Il primo cittadino partenopeo, Gaetano Manfredi, ha inviato una delegazione. Idem per il governatore pugliese, Michele Emiliano. Assente il sindaco di Roma, Roberto Gualtieri, che evidentemente non si è sentito parte in causa per questioni geografiche. Ma che pure da questa legge che premia le regioni più ricche e ignora la Capitale riceve un altro schiaffo.
«Molte infrastrutture nazionali, fondamentali per lo sviluppo industriale del Nord, sono state realizzate grazie ai sacrifici e al contributo economico del Mezzogiorno – ha detto ancora l’esponente del partito di Matteo Renzi – È troppo comodo chiedere la separazione dopo aver depredato il Mezzogiorno di risorse economiche e umane».
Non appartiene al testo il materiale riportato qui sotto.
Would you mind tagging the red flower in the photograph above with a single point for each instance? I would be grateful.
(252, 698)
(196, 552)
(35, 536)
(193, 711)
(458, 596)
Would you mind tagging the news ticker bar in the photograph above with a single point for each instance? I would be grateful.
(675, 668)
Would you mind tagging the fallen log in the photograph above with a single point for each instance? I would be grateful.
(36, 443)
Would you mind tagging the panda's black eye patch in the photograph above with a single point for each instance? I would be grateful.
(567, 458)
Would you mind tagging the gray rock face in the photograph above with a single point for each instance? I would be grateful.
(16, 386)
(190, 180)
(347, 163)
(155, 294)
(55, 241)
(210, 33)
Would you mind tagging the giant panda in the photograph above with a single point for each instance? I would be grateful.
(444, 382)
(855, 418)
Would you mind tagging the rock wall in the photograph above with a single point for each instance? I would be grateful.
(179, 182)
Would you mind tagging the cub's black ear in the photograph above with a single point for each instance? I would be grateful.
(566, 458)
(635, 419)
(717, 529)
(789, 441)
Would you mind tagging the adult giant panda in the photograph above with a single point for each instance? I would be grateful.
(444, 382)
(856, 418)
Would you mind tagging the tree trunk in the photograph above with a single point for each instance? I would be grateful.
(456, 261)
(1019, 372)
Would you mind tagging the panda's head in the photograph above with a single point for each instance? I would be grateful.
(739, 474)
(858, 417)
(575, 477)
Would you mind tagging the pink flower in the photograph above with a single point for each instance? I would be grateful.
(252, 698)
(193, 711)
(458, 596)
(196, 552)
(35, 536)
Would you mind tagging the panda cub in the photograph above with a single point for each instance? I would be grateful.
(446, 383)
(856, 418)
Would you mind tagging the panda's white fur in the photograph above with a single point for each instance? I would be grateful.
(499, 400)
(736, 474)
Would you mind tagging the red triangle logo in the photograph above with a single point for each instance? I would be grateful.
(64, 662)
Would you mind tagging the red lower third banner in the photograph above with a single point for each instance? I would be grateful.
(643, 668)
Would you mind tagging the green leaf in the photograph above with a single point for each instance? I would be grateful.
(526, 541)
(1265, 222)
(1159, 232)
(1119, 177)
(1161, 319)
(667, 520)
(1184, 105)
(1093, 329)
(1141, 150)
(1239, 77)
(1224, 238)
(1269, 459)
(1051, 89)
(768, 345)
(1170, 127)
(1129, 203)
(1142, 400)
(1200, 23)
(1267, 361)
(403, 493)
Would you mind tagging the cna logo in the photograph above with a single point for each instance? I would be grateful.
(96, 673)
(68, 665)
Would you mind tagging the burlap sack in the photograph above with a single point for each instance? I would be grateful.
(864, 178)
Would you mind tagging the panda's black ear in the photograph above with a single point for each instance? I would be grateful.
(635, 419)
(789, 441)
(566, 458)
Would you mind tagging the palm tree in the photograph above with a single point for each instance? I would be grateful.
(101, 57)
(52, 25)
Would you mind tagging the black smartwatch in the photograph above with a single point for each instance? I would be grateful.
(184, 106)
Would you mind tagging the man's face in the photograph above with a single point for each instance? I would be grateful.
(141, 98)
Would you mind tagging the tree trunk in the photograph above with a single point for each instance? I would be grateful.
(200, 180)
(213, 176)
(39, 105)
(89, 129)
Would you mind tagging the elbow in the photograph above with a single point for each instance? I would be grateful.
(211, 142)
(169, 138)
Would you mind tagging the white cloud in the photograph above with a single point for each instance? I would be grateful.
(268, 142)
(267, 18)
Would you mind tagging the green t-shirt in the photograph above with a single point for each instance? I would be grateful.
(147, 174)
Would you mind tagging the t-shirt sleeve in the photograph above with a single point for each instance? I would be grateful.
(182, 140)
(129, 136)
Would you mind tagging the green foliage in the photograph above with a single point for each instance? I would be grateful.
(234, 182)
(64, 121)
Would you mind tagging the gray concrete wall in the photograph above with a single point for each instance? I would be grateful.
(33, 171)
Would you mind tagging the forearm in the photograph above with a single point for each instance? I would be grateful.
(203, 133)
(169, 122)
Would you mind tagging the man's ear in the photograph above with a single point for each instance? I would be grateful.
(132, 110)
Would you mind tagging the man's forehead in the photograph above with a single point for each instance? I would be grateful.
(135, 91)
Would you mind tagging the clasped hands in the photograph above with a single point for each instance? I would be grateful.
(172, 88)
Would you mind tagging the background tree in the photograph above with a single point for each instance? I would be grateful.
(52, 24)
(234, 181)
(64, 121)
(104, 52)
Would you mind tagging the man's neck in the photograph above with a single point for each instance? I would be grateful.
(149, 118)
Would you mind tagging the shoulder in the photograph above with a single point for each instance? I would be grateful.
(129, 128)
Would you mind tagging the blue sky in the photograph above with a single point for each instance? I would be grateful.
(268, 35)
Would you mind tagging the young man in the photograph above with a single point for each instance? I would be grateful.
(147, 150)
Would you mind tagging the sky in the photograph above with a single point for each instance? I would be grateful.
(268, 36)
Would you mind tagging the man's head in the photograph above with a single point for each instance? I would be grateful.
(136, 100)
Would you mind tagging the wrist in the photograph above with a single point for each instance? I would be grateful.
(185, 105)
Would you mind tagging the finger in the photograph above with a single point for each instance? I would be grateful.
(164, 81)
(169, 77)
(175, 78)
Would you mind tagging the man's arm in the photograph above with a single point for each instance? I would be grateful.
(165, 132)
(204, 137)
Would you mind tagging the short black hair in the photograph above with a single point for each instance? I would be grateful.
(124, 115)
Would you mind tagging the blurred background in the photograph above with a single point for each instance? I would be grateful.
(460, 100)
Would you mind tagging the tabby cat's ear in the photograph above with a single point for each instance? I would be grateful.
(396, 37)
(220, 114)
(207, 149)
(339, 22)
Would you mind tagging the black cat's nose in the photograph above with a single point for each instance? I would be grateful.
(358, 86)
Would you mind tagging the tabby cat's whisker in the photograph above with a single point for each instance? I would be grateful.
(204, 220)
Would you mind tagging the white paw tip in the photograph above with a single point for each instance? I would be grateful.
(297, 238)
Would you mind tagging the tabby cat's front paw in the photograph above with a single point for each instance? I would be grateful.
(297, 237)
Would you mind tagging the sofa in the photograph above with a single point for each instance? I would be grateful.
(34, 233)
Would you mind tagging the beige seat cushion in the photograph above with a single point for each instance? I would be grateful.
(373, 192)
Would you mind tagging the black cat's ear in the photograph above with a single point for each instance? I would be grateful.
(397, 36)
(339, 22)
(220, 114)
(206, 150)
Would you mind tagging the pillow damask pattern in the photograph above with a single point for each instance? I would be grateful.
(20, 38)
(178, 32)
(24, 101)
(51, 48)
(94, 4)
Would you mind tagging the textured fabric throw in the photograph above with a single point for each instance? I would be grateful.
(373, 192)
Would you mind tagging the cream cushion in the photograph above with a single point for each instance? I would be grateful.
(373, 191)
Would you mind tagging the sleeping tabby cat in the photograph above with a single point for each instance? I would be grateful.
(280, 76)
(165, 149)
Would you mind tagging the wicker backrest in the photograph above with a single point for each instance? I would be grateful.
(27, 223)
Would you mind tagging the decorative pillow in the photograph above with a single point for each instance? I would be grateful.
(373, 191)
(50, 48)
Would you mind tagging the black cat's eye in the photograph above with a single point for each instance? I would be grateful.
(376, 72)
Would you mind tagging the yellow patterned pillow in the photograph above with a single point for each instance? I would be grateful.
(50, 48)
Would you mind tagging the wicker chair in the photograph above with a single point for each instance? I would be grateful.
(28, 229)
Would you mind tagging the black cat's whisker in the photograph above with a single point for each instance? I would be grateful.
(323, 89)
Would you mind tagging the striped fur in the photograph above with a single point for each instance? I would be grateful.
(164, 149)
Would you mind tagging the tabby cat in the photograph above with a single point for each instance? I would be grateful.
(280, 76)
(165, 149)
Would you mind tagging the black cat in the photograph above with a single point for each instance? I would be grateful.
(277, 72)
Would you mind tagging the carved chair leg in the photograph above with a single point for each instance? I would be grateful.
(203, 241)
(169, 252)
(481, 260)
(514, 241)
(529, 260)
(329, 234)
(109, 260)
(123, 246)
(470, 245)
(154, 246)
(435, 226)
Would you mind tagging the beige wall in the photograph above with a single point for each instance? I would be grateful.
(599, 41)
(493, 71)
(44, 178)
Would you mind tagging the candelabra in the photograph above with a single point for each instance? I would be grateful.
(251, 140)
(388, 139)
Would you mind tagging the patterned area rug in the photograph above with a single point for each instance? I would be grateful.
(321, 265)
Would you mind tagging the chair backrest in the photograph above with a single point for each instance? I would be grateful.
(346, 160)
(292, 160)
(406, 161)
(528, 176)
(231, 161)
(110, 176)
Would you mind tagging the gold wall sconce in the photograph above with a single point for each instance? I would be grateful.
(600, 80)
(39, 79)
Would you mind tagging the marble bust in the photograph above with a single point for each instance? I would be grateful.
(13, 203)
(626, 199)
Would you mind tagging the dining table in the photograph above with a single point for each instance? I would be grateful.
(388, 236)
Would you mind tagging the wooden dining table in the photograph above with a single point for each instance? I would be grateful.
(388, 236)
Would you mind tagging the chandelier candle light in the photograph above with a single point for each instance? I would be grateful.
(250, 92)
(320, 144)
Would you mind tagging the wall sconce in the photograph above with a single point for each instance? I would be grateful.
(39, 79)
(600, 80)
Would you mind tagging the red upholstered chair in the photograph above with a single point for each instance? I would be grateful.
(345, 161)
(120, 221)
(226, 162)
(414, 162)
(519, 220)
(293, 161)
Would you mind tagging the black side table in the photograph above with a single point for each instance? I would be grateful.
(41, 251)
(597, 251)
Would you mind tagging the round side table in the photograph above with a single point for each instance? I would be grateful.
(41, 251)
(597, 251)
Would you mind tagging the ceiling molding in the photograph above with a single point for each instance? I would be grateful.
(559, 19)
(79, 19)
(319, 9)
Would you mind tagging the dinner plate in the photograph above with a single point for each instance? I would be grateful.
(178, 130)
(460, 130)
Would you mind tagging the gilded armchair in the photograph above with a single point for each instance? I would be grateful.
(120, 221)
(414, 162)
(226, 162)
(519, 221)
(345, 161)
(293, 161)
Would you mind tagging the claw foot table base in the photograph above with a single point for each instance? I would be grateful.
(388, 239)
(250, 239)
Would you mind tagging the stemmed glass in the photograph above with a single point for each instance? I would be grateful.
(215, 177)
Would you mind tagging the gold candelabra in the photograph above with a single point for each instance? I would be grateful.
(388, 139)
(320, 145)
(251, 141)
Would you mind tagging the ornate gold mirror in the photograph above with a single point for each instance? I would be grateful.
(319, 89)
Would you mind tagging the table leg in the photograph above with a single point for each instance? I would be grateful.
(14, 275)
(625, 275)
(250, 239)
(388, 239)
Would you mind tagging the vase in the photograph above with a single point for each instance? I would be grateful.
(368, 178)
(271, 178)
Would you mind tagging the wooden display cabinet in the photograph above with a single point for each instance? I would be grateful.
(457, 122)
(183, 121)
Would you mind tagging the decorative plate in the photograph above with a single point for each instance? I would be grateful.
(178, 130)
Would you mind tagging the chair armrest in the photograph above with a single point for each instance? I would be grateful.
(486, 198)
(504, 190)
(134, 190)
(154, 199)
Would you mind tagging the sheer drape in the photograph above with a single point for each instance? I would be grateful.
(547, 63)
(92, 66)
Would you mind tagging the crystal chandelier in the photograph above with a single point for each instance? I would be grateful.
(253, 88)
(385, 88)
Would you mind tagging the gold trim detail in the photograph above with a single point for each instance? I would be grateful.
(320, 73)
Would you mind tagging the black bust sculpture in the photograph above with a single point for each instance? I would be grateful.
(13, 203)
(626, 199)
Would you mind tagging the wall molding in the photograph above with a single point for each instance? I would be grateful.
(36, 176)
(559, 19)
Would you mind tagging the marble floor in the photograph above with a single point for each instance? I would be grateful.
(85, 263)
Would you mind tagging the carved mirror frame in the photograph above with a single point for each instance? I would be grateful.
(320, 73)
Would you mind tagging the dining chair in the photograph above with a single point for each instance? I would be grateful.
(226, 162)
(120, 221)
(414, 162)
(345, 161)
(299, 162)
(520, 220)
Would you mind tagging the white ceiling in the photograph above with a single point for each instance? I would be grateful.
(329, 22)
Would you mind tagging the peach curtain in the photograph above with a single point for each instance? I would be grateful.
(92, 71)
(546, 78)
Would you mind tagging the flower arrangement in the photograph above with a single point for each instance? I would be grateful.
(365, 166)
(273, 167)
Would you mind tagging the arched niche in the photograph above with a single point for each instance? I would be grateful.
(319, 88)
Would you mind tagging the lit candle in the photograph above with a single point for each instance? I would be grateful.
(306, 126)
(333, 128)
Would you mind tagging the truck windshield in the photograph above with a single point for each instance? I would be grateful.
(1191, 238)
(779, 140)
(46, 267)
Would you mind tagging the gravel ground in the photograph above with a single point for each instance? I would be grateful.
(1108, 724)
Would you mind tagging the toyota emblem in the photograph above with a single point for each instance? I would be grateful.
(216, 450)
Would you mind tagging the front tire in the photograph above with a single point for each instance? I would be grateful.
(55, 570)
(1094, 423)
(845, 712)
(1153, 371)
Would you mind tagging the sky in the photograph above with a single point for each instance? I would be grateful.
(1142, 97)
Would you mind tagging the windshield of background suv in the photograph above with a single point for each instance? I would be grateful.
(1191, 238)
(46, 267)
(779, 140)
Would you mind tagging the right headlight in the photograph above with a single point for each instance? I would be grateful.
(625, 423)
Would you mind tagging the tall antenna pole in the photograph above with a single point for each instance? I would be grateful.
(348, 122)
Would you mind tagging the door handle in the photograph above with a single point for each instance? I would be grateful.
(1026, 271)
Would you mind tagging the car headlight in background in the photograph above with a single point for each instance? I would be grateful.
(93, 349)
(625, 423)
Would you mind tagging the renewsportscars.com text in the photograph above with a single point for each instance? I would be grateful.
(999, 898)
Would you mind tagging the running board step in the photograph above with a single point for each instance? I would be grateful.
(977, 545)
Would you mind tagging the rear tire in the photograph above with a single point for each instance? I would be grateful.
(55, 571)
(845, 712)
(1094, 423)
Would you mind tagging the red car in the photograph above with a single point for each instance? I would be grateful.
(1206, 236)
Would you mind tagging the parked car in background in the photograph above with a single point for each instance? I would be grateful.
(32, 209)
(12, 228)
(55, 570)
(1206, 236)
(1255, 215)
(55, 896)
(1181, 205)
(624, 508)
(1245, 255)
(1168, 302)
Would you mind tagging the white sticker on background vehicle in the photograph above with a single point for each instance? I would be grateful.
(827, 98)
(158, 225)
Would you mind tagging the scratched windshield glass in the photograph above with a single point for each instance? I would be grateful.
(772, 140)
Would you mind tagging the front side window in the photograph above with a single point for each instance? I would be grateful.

I SINDACI MANIFESTANO CONTRO L’AUTONOMIA DIFFERENZIATA, DAL CENTRODESTRA GLI ATTACCHI A DE LUCA

Mentre a Roma si svolgeva la manifestazione dei sindaci il presidente della Regione Calabria Roberto Occhiuto (Forza Italia) incontrava la premier Giorgia Meloni per firmare un patto a Gioia Tauro con i sindaci calabresi sui Fondi di sviluppo.
«Siamo una regione che ha più risorse che problemi, che non si limita a rivendicare e non vuole dare alibi per non fare niente alla ‘ndrangheta che fa schifo. In quanto all’autonomia differenziata, non ho pregiudizi a condizione che i calabresi abbiano gli stessi diritti civili e sociali del resto d’Italia».
Critiche aspre a Vincenzo De Luca per gli insulti alla Meloni sono arrivati dal centrodestra. Per il senatore Antonio Iannone (FdI), il presidente della Campania «deve essere interdetto dalle istituzioni per indegnità, questa modalità da cafone permanente non è tollerabile, la Schlein prenda le distanze e con lei anche i sindaci e l’Anci che hanno fatto da fiancheggiatori».
Il rischio è trasformare “lo sceriffo” in un capopopolo, lasciare a lui l’esclusiva della protesta contro lo Spacca-Italia. È un fatto, però, che i fatti di ieri e le manifestazioni dei giorni scorsi sono per Giorgia Meloni e il suo partito, profondamente radicato nel Sud, un campanello d’allarme.
Finora le ripercussioni non ci sono state. La legge era al di là da venire e la maggior parte dei cittadini italiani non sa che cos’è l’autonomia differenziata. Un termine ostico che richiede un lento lavoro di assimilazione prima che se ne comprenda in pieno la reale portata.
È questa la principale difficoltà di chi contrasta un disegno di legge in salsa leghista destinato ad allargare la forbice delle disuguaglianze se concederà alle Regioni che ne faranno richiesta la possibilità di gestire in proprio determinate funzioni che ora sono di competenza statale.

SPECCHIETTI PER ALLODOLE

Il ministro per gli Affari regionali e le autonomie, Roberto Calderoli, leghista della prima ora, ha mischiato le carte per portare a casa una legge che – come più volte abbiamo scritto su questo giornale – è ormai anacronistica. Un groviglio di tecnocrazia parlamentare per trasformarla in una bandiera elettorale. Poco meno di un espediente per trattenere sui territori delle regioni più ricche il maggior gettito dei tributi e poter gestire a livello regionale materie come l’istruzione che comportano implicazioni non solamente economiche.
La concessione dell’autonomia è legata alla definizione dei Lep, uno specchietto per le allodole, visto che il provvedimento prevede l’invarianza di bilancio e che garantire i livelli essenziali delle prestazioni su tutto il territorio avrebbe un costo insostenibile per le casse dello Stato.
Intanto, però, il ddl va avanti: è stato approvato in Senato e incardinato la settimana scorsa in Commissione Affari costituzionali alla Camera. Chi ha interesse a spaccare il Paese?